Using Regular Expressions

A regex pattern handles most common URL formats quickly:

import re

text = "Visit https://example.com or check www.blog.org for more info"

pattern = r'https?://[^\s<>"]+|www\.[^\s<>"]+'
urls = re.findall(pattern, text)

print(urls)
# ['https://example.com', 'www.blog.org']

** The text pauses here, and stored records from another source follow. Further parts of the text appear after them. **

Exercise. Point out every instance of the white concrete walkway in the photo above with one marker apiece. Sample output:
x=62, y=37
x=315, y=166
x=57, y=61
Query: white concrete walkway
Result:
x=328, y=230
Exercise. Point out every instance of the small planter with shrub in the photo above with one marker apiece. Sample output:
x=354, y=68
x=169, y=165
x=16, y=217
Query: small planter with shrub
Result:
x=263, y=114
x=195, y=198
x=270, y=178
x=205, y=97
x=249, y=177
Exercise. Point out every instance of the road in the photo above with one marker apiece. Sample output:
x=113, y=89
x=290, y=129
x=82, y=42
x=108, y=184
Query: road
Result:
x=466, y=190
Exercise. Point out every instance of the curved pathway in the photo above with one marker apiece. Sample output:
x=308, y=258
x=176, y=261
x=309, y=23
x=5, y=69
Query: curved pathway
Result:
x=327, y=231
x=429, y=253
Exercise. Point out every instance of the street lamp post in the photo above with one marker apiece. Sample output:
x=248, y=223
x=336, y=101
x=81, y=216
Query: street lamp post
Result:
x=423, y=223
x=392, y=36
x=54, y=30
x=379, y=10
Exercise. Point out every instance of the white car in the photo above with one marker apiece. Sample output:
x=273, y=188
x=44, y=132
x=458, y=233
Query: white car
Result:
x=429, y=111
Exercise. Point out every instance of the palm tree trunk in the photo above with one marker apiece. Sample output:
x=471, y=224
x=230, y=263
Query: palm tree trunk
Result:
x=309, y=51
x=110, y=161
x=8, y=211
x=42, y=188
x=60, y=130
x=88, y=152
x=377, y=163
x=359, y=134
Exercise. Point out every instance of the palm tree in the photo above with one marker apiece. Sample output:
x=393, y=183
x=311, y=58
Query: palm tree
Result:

For more comprehensive matching including various protocols:

import re

def extract_urls(text):
    """Extract URLs with common protocols."""
    pattern = r'''
        (?:https?|ftp)://          # Protocol
        (?:[\w-]+\.)+[\w-]+        # Domain
        (?:/[^\s<>"]*)?            # Path (optional)
        |
        www\.[\w-]+\.[\w.-]+       # www URLs
        (?:/[^\s<>"]*)?
    '''
    return re.findall(pattern, text, re.VERBOSE)

text = """
    Check https://example.com/path?query=1
    Also ftp://files.server.com/data
    And www.github.com/user/repo
"""

print(extract_urls(text))
# ['https://example.com/path?query=1', 'ftp://files.server.com/data', 'www.github.com/user/repo']

warning

Regex-based extraction can miss edge cases like URLs without protocols (example.com) or newer TLDs (.pizza, .io). It may also incorrectly match partial strings that look like URLs.

Using urlextract Library

For production accuracy, the urlextract library handles edge cases including TLD validation:

pip install urlextract

from urlextract import URLExtract

extractor = URLExtract()

text = "Visit example.com, check github.io/path, or email test@mail.com"

urls = extractor.find_urls(text)
print(urls)
# ['example.com', 'github.io/path,']

Filter out email addresses if needed:

from urlextract import URLExtract

def extract_urls_only(text):
    """Extract URLs, excluding email addresses."""
    extractor = URLExtract()
    urls = extractor.find_urls(text)
    return [url for url in urls if '@' not in url]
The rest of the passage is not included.